Par « renouvelables », on entend des énergies non fossiles: éolienne, solaire, géothermique, marémotrice, hydroélectrique, biomasse, gaz de décharge, gaz de stations d'épuration des eaux usées et biocarburants. 2007 a été une année record pour ce secteur, dont le chiffre d’affaires a atteint quelque 20 milliards de dollars, tout en créant des dizaines de milliers d’emplois.

Selon le directeur exécutif de l’Association américaine de l’énergie éolienne Randy Swisher, le marché de l’énergie éolienne a augmenté de 45 % en 2007, ce qui a fait des États-Unis le leader mondial de ce secteur pour la troisième année consécutive.

L’énergie solaire est également en pleine expansion, fait valoir de son côté Rhone Resch, président de l’Association des industries de l’énergie solaire. « 2007 a été une année record pour l’énergie solaire, avec 314 mégawatts de puissance installés aux États-Unis, soit une hausse de 125 % par rapport à 2006 » explique M. Resch.

Même succès du côté de l’énergie géothermique, avec 40 % de nouveaux projets en 2006, sans oublier l’hydroélectricité.

Selon les analystes, l’essor du secteur de l’énergie verte est dû en partie aux politiques adoptées par les États de l’union, qui ont exigé la diversification de leurs ressources énergétiques, et aux avantages fiscaux accordés par le gouvernement fédéral.

Aux États-Unis, l'État fédéral accorde des avantages aux sociétés productrices d'électricité et à divers producteurs d'énergie renouvelable, ce qui permet de réduire le coût de production et de rendre l'énergie verte plus abordable. Par ailleurs, les particuliers ont eu droit, ces dernières années, à des crédits d’impôt, selon les sommes qu’ils avaient investies dans des énergies renouvelables.

Mais le Congrès américain a éliminé certaines de ces incitations de la loi fiscale sur l’énergie, pour l’exercice budgétaire 2007. Selon M. Resch, la perte de ces avantages fiscaux devrait se traduire par l’élimination de centaines de contrats, et donc des suppressions d’emplois.
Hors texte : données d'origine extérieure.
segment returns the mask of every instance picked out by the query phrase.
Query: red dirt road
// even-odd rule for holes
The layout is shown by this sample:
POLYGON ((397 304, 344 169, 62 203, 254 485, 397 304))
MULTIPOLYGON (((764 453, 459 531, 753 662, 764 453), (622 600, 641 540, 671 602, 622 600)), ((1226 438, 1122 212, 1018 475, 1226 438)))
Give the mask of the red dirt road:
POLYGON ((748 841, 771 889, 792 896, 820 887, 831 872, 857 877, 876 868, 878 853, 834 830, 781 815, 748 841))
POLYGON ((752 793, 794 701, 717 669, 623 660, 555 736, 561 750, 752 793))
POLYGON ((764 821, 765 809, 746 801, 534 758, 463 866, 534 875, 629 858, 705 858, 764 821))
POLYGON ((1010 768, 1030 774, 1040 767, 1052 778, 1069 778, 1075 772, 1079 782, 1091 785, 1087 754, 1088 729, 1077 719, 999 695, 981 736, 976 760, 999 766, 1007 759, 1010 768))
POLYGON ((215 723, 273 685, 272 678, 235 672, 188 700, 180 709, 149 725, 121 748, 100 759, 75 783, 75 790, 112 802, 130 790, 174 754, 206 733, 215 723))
« Plus précisément, si les crédits à l’investissement dans l’énergie solaire ne sont pas renouvelés et étendus rapidement en 2008, on pourrait assister à une perte de plus de 40.000 emplois de haute qualité aux États-Unis, d’ici à 2009 » avertit le président de l’Association des industries de l’énergie solaire.

Dans un communiqué publié cette semaine, l’Association américaine de l’énergie éolienne et divers autres groupes dit « verts » ont appelé le Congrès et le peuple américain à aider à sauver leurs industries.

Le président du Worldwatch Institute, organisme de recherche sur les problèmes de l’environnement, pense que le Congrès réagira positivement, en attendant le jour où le secteur sera suffisamment développé. « Par exemple, certaines de ces technologies n’auront peut-être pas besoin d’incitations fiscales, d’ici quatre à cinq ans, et donc on pourra les éliminer graduellement. D’autres technologies commencent tout juste à être commercialisées », explique Christopher Flavin.

Le président du Worldwatch Institute se veut optimiste. Il pense que les énergies renouvelables deviendront rapidement compétitives avec les énergies fossiles, telles le charbon, le gaz naturel ou le pétrole.